Il faut d’abord savoir que les lobbies défendant les casinos sont très puissants (exemple révélateur, Bernard Laporte était un magnat du jeu dans le sud de la France avant de devenir secrétaire d’Etat).
Les cercles n’ont donc jamais été autorisés à pratiquer autre chose que le poker et le bakara, réduisant considérablement leur clientèle.
Ouvrir un cercle est aussi un vrai parcours du combattant. En plus de l’autorisation du préfet et de la mairie, une enquête des renseignements généraux doit être effectuée afin de vérifier l’origine des fonds investis, le passé des employés et la moralité des candidats.
Autant dire que le moindre accroc et le projet meurt dans l’œuf. A cela s’ajoute depuis peu l’obligation pour les cercles de n’accueillir que les membres inscrits et ayant payé une cotisation. Adieu donc les joueurs occasionnels et autres touristes de passage.
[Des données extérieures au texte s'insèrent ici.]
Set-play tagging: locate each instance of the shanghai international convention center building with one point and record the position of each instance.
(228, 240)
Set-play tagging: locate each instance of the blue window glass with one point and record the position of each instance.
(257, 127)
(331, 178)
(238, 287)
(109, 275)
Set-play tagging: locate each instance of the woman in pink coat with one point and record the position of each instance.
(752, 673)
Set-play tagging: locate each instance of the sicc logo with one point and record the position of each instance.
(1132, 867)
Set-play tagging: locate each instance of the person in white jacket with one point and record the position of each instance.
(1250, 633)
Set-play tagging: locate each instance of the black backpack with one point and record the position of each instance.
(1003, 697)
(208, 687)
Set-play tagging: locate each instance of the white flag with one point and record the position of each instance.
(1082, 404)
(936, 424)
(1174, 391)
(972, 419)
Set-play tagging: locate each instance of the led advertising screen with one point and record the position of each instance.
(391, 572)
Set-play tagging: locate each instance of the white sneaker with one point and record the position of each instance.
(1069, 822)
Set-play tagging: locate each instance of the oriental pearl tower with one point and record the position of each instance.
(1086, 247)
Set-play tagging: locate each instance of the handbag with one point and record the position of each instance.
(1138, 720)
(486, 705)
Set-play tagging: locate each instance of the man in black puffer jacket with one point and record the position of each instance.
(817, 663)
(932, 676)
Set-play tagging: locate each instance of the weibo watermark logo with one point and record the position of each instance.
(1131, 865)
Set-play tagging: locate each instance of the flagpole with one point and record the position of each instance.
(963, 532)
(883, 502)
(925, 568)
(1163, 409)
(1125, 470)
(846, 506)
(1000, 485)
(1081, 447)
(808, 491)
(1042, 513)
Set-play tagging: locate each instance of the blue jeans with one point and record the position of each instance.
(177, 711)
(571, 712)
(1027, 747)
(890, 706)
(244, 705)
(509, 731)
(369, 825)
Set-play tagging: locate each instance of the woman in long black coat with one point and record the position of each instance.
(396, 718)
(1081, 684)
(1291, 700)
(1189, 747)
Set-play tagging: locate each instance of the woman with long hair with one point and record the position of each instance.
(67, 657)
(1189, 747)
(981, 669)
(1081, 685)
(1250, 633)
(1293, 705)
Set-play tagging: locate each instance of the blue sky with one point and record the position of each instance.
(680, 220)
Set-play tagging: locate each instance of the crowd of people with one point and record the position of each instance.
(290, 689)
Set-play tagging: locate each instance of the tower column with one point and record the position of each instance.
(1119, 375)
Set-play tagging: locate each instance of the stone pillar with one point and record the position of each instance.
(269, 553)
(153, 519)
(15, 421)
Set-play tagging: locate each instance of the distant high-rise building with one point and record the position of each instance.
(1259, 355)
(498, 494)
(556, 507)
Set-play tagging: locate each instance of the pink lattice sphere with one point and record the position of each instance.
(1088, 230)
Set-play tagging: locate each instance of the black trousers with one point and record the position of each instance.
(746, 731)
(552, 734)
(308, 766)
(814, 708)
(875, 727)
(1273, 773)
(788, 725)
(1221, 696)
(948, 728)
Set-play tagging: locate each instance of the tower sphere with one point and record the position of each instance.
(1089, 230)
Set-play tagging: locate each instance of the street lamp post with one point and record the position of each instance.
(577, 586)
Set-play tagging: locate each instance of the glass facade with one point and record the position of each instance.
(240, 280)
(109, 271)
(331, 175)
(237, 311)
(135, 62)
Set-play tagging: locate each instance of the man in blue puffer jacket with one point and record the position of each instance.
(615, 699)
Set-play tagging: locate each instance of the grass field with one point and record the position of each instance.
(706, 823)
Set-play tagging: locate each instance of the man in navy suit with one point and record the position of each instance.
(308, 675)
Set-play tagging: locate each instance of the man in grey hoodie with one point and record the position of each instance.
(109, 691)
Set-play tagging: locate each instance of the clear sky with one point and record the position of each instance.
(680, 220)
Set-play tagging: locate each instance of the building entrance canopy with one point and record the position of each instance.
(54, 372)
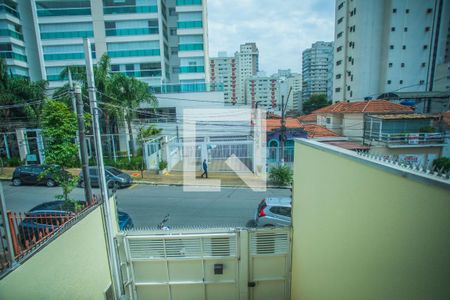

Mais malgré toutes ces contraintes, des cercles font de la résistance, surtout à Paris. L’Aviation Club de France est surement le plus connu. Fondé en 1907 par un groupe… d’aviateurs, il est aujourd’hui le cercle le plus connu et le plus prisé de la capitale, accueillant même jusqu’à peu (et un changement de la loi française, encore un) l’étape européenne du WPT.
Le changement de la loi sur les paris et le jeu en ligne laisse aussi espérer une harmonisation européenne des lois régissant les cercles de jeux.
Mais la France s’est toujours montrée réticente aux jeux, et en particulier au poker, qu’elle considère toujours comme un jeu de hasard.
Espérons que le succès actuel du poker aidera à faire évoluer les mentalités sur la question de l’addiction et de la dépendance au jeu qui reste encore des sujets tabous.